Country comes to no consensus


Allyson Bonhaus

LET’S STAND TOGETHER. Supporters of both sides of the District One race, those for the incumbent and winner Steve Chabot and for the Democratic challenger Aftab Pureval. Some SHS seniors volunteered to run the election polls like Lydia Cooke. “It was fun to be involved in the election even though I can’t vote. But also it was a huge waste of 15 hours of my life but I guess it was worth it,” Cooke said.

Neither of the political sides secured their blue/red wave. Not even Ohio delivered a unified message- incumbent Democrat Senator Sherrod Brown kept his seat, Republican Mike DeWine won the governor’s position, and both District One and Two went red.

In Ohio’s First Congressional district, incumbent and Republican Steve Chabot won against Democratic challenger Aftab Pureval. One factor of his strong win was the Republican-heavy addition of Warren County to Ohio’s First Congressional District. According to, Chabot won the County by a 33,000 vote margin.

In Ohio’s Second Congressional district, Republican Brad Wenstrup won his reelection.

Democrats took the House of Representatives while the Senate keeps the Senate. This spells for difficulty passing anything- Donald Trump and Democrats will both face challenges when trying to push their agenda.

So, neither a blue nor red wave took Congress. Both sides faced some tough losses, especially Democrats in the Georgia governor’s race, with Stacey Abrams behind Brain Kemp, and the Florida’s governor’s race among other races. Meanwhile, Republicans lost between 32-36 House of Republican seats.

Yet, a wave may have come anway. ABC News claims a “pink wave” may have come. At least 101 women were elected to Congress, 86 Democrats and 15 Republicans.

Many firsts did occur in this election. From women of color to LGBT members, Democrats were elected in huge margins relatively, as no more than 84 women have ever sat in the House of Representatives (435 seats total).

Multiple firsts occurred on Nov. 6, including the first refugee elected to Congress, first Native American elected to Congress, first woman Senator from Tennessee, first openly gay man elected governor and so many more.
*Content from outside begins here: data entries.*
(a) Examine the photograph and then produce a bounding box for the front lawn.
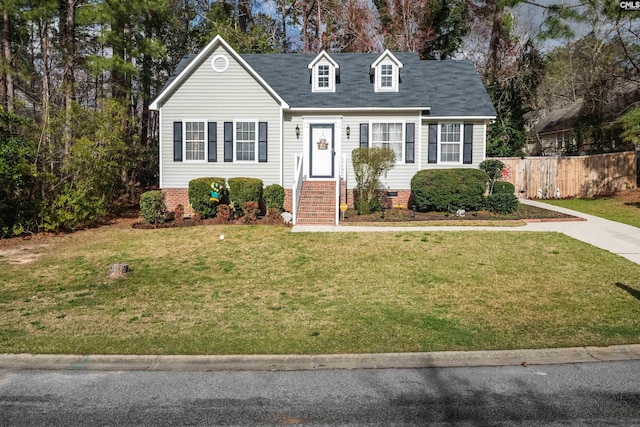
[541,190,640,231]
[0,226,640,354]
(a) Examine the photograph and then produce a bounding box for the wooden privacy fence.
[496,151,637,199]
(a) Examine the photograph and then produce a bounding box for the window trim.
[312,60,336,92]
[182,119,209,163]
[233,119,260,163]
[369,120,407,164]
[369,49,404,92]
[437,122,464,165]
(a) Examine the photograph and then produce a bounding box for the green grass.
[542,196,640,227]
[0,226,640,354]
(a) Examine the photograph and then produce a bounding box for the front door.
[309,124,334,178]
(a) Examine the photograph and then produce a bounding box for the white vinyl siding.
[416,119,486,169]
[160,47,280,188]
[184,121,205,162]
[370,123,404,163]
[438,123,462,163]
[283,111,426,190]
[234,121,258,162]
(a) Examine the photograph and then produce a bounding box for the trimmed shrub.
[229,178,262,216]
[492,181,516,194]
[351,147,396,215]
[263,184,284,212]
[173,205,184,222]
[140,190,167,225]
[487,193,518,214]
[411,169,489,212]
[189,177,229,219]
[241,202,260,224]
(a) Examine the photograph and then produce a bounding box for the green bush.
[242,202,260,224]
[189,177,229,219]
[411,169,489,212]
[492,181,516,194]
[140,190,167,225]
[263,184,284,212]
[351,147,396,215]
[487,193,518,214]
[229,178,262,216]
[480,159,504,194]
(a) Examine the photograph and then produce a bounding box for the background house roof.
[160,52,496,117]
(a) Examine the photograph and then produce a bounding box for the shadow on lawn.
[616,282,640,300]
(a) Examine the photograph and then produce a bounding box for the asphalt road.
[0,360,640,426]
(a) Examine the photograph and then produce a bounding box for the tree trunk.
[487,0,504,82]
[2,9,15,113]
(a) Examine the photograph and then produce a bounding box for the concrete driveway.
[292,199,640,264]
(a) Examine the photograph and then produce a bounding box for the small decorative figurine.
[209,182,220,202]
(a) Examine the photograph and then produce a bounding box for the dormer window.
[318,65,330,89]
[380,64,393,88]
[308,51,340,92]
[370,50,402,92]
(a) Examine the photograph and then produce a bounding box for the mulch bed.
[342,204,579,223]
[131,218,289,230]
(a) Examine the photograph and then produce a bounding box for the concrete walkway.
[0,344,640,371]
[292,199,640,264]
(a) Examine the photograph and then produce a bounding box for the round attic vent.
[211,55,229,73]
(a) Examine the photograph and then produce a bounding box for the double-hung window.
[380,64,393,89]
[235,122,258,161]
[371,123,404,162]
[440,123,462,163]
[184,122,205,161]
[318,65,330,89]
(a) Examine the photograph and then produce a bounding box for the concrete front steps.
[296,181,336,225]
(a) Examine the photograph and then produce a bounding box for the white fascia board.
[307,50,340,72]
[288,107,431,112]
[422,116,496,120]
[149,34,289,110]
[371,49,404,70]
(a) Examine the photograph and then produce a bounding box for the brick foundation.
[162,182,414,216]
[340,181,415,209]
[283,189,293,212]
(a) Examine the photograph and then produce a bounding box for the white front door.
[309,124,335,178]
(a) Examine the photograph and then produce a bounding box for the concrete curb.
[0,344,640,371]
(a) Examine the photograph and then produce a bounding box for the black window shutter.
[224,122,233,162]
[428,123,438,163]
[173,122,182,162]
[360,123,369,148]
[462,123,473,165]
[404,123,416,163]
[207,122,218,162]
[258,122,268,162]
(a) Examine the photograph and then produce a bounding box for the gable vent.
[211,55,229,73]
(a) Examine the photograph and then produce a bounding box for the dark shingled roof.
[160,53,496,117]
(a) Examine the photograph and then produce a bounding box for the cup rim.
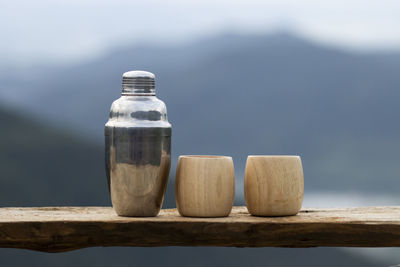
[247,155,300,158]
[179,155,232,160]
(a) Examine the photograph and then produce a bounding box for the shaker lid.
[122,70,155,95]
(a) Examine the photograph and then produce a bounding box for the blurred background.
[0,0,400,266]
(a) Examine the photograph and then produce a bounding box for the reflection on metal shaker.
[104,71,171,216]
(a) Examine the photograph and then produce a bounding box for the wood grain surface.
[0,207,400,252]
[175,156,235,217]
[244,156,304,216]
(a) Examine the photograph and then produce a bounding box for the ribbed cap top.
[122,70,156,95]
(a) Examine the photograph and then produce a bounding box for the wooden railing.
[0,207,400,252]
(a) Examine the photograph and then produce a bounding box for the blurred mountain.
[0,33,400,193]
[0,106,382,267]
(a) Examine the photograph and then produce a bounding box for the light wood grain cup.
[175,156,235,217]
[244,156,304,216]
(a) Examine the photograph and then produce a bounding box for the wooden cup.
[244,156,304,216]
[175,156,235,217]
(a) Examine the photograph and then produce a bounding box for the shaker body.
[105,126,171,216]
[104,71,171,216]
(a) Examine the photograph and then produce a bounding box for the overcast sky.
[0,0,400,64]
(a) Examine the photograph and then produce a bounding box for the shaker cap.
[122,70,156,95]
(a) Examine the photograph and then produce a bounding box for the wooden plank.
[0,207,400,252]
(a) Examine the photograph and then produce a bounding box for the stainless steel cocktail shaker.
[104,71,171,216]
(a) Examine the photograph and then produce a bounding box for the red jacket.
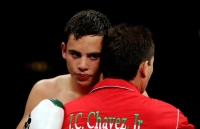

According to the ABC preliminary exit polls, women also showed in the voting precincts, measuring 53 percent of the vote, a record midterm high (though close to 2010’s turnout).

With 78-20 saying that is it important to elect women to Congress, opinion polls echoed the possible “pink wave.”

Not only women, but the younger generation came to the polls as well, with new voters accounting for approximately 17 percent of the vote, according to CBS News.

Notable is an issue that was passed in Florida: the re-enfranchisement of felons, adding 1.4 million to the eligible voter pool. Time will tell with what this does to the Republican majority in Florida.

For now, the country braces for the coming stall in Congress as final numbers roll in.